Monday, March 18, 2013

Your Tired Eyes, Your Weary Spirit ... That's The Dirty Uniform In The Game Of Life, And A Good Thing


Suppose a player went to the coach and said, "I like being on the team and all, but I'm tired of getting dirty. I don't want to get hurt. And, try as I might, I just know I'm going to mess up a time or two. Any advice on how I can avoid all that?"

The answer would be simple: Quit. Go home. If a player is in the game, there's no way to avoid any of those things. That's common sense.

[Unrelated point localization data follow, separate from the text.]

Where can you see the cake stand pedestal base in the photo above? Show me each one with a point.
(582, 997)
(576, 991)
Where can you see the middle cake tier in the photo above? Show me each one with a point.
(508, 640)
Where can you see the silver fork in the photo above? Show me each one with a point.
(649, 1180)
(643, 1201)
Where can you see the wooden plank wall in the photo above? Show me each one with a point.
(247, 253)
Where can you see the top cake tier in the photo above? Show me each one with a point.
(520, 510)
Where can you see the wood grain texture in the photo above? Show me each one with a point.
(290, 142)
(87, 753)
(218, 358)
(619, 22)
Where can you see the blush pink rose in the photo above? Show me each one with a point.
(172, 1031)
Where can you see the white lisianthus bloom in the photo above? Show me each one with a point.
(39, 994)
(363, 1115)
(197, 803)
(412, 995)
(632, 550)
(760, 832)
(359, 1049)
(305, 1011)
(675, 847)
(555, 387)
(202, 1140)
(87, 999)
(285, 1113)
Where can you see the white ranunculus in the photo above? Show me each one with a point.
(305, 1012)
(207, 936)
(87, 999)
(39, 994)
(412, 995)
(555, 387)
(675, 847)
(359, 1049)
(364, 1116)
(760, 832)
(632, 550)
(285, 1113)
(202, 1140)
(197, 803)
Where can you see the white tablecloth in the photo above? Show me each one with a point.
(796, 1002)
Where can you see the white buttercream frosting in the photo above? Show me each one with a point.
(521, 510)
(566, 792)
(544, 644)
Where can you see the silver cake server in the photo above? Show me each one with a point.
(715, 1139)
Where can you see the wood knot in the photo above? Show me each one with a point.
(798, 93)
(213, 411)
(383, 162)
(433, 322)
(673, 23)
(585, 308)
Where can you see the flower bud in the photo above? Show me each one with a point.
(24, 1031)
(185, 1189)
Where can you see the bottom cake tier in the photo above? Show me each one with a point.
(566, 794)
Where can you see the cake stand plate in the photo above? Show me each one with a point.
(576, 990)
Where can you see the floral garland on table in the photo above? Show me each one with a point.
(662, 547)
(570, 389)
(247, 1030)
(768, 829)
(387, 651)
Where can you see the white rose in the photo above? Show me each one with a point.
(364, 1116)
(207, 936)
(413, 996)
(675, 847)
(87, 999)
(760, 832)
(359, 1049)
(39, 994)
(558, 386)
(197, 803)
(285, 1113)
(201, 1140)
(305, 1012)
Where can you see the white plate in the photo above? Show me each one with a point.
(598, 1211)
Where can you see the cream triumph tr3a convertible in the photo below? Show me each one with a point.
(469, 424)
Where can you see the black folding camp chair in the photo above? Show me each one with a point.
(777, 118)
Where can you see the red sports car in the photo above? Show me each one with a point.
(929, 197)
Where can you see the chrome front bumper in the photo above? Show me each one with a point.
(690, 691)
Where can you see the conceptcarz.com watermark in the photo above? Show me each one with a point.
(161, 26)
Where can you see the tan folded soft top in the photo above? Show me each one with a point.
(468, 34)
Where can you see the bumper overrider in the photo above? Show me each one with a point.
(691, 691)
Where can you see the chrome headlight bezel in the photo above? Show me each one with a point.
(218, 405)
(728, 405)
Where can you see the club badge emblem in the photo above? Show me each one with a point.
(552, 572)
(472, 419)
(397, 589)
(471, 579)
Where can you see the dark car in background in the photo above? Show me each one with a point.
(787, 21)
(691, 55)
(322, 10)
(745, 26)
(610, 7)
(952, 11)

I need that reminder most of the time, only not in any way pertaining to athletics. I seem to have this endless pursuit for everything to be just so, at work and with my house, in my career and with my dealings with people, and something must be seriously wrong with me if it isn't. I will sit at my desk at the end of the day, rubbing my eyes and rolling up my sleeves, thinking that everyone else breezes through life's challenges with relative ease, but not me.

Too often with me, the one situation that didn't work out so well with override the fifteen that did. I want to ask, "How can I avoid all that?" And the answer is simple. I can quit, go home, and never stick up for a person's interests ever again.

In the words of Judge Smales in the movie Caddyshack, "Well, the world needs ditch diggers, too."

I need to be reminded that the players in every game who enjoy themselves the most are the ones who are dirty, sweaty, battered and bruised. The ones who are IN the game enjoy it far more than the ones who merely watch it. They're also the ones who actually DO something.

So maybe my tired eyes aren't a symbol of failure. They're the reflection of having tried.

Maybe your weariness isn't the result of having been kicked, but instead a reflection of the flat-out perseverance you have for tackling the stuff that comes your way.

And we're always told it's better to have tried and failed than to have never tried at all. So maybe all the stuff that seems negative is actually very, very positive.

I'm not sure what compelled me to sit and write this tonight, because I actually had a pretty decent day today. But tomorrow will be another doubleheader, and I'm sure the pitchers will be pretty good. By noon I'm sure I'll have to face something that's pretty serious, and by mid-afternoon I'm going to need a seventh-inning stretch.

I think we all have days like that, no matter what kind of job or position in life we have.

So this is a tribute to dirty uniforms. It's an appreciation for scratches and strikeouts and tough moments at the end of the day...when quitting feels like the answer.

It's a call to stay in the game. Reds second baseman Brandon Phillips (pictured) sometimes gets thrown out trying to steal third, but throughout it all, he enjoys the game. He's got a smile that could light up Texas. I need to remember that.

Now let's crank up some John Fogarty and sing along when he sings Centerfield: 

"Put me in, Coach. I'm ready to play."